Ao longo desse tempo todo, consegui comprar
apenas uns cinco presentes que fizeram sucesso. Acreditem, esse número de acertos é real! Pior
ainda é o fato de pelo menos uns três desses terem sido comprados com o auxílio
de amigas ou irmãs de minha mulher. Resumindo, eu sou horroroso para escolher
presentes (e isso vale para qualquer presenteado!). Então, foi também esse o
número de vezes que tive de trocar ou tentar trocar os presentes errados que comprei para meu Amor.
Foram tantas as vezes em que me vi obrigado a
tentar trocar ou devolver roupas, calçados, discos, livros e todo tipo de
objetos de uso doméstico que fiquei especialista em trocas. Tão especializado
que passei a ser requisitado por sogra, cunhados e filhos para trocar as tralhas ganhas de outras pessoas. Cor, tamanho, modelo, defeitos, tudo isso eu traço
sem problemas. Até acredito que isso é meio genético, porque minha mãe também
era foda para trocar as coisas.
É lógico que a maioria das trocas é feita sem
nenhum problema, bastando apenas que se apresente a nota fiscal. Mesmo assim,
eu amarro o maior papo com a pessoa, sorrindo e brincando o tempo todo ou,
dependendo do clima, lamentando a má sina de não saber comprar presentes, de estar dando trabalho para o funcionário e por aí. Sei
lá, vai que o prazo para realizar a troca pode já ter vencido (isso já aconteceu
uma ou duas vezes e, ainda assim, eu consegui fazer a troca).
Mas o diferencial, o meu “plus” é que
eu sou completamente sem noção quando preciso fazer alguma troca mais
complicada. É como se houvesse uma transmutação, como se baixasse em mim um “Mr.
Hyde”. Já mencionei que sou introvertido, tímido e um pouco antissocial,
fruto em parte de uma criação repressora. Além disso, creio ter também
puxado um pouco a esquisitice da família de meu pai. Por tudo isso,
eu sou quase um shrek, um ogro recluso e mal-humorado (mesmo que não aparente).
Só isso me faria a pessoa menos indicada para
encarar um SAC de grandes lojas ou um(a) gerente de butique na hora de trocar
alguma coisa. Mas é nessas horas que o “Dr. Jekyll” desaparece e
surge um sujeito desinibido, que fala pelos cotovelos, bastante cínico, capaz de dizer
os maiores absurdos com a expressão mais cândida possível. E, principalmente, se auto-desqualificando o tempo todo (a lógica disso é simples: quem se interessa em ajudar um "rei da cocada"?). E quanto mais
difícil ou impossível a tarefa, mais eu enlouqueço, ao ponto de pedir que minha
Amada nem se aproxime, para que eu possa dizer o que vier à minha cabeça, por
mais surreal que seja.
É impressionante ver como as pessoas acreditam em
barbaridades de todo tipo, quando ditas de forma natural e com uma expressão de
rosto coerente. Uma vez, a maluquice que inventei foi dizer que tinha me
separado no dia anterior, depois de uma briga homérica. E que estava, naquele
momento, morando em um hotel fuleiro, pois o dinheiro estava curto. Colou.

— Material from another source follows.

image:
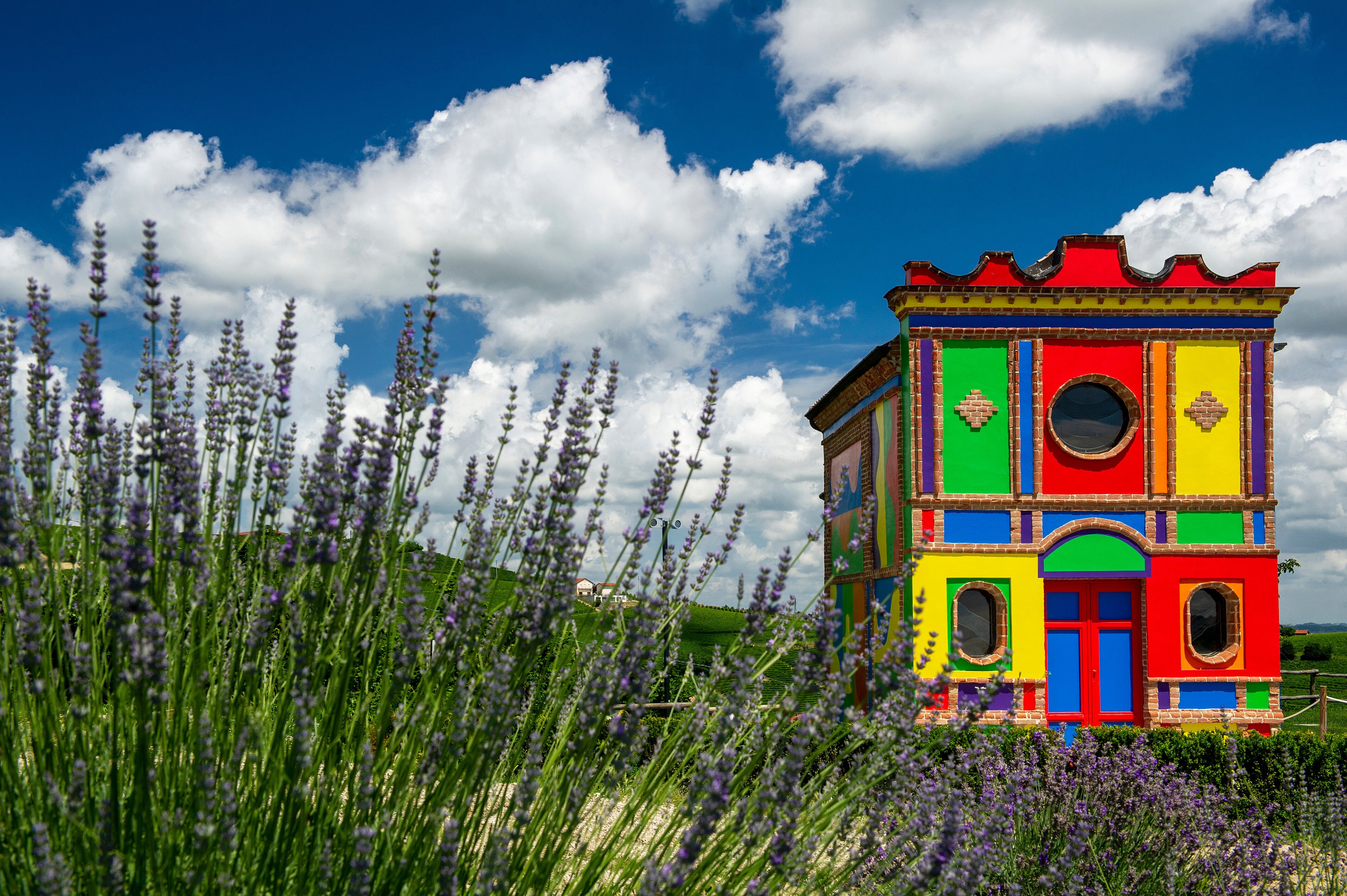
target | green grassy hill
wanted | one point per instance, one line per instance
(1300, 684)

Alguém poderá se escandalizar com esse cinismo, mas eu nunca sei com antecedência o que vou dizer, é como se eu
entrasse em transe. Mas creio que o que acontece no momento de uma troca
complicada é o despertar de um instinto predador, que deixa todos os meus
sentidos mobilizados para o sucesso total do que me propus a fazer.
Como aconteceu na vez em que comprei alguma
coisa em uma butique do shopping mais sofisticado de BH. Claro, errei a cor ou
o tamanho ou o modelo, não me lembro mais. Aí chegou a hora de trocar. Minha
Amada fez uma inspeção prévia das opções existentes, mas não gostou de nada, pois a loja era pequena e com pouca variedade e já me deu um esporro. Devidamente espinafrado e para resolver a situação, decidi tentar devolver a peça e reaver a grana paga. Isso sempre é uma total impossibilidade em noventa e nove por cento das vezes,
uma coisa dificílima de acontecer, mas lá fui eu.
Entrei na loja, cumprimentei a vendedora que
se aproximou e pedi para falar com o(a) gerente ou o(a) proprietário(a). Uma
jovem aproximou-se, identificou-se como gerente e perguntou em que poderia
ajudar. Aí, "o santo baixou":
- Eu... eu nem sei o que dizer...
Aliás, eu... tenho certeza que é impossível você conseguir me ajudar... (as pausas e a fala titubeante são assim mesmo).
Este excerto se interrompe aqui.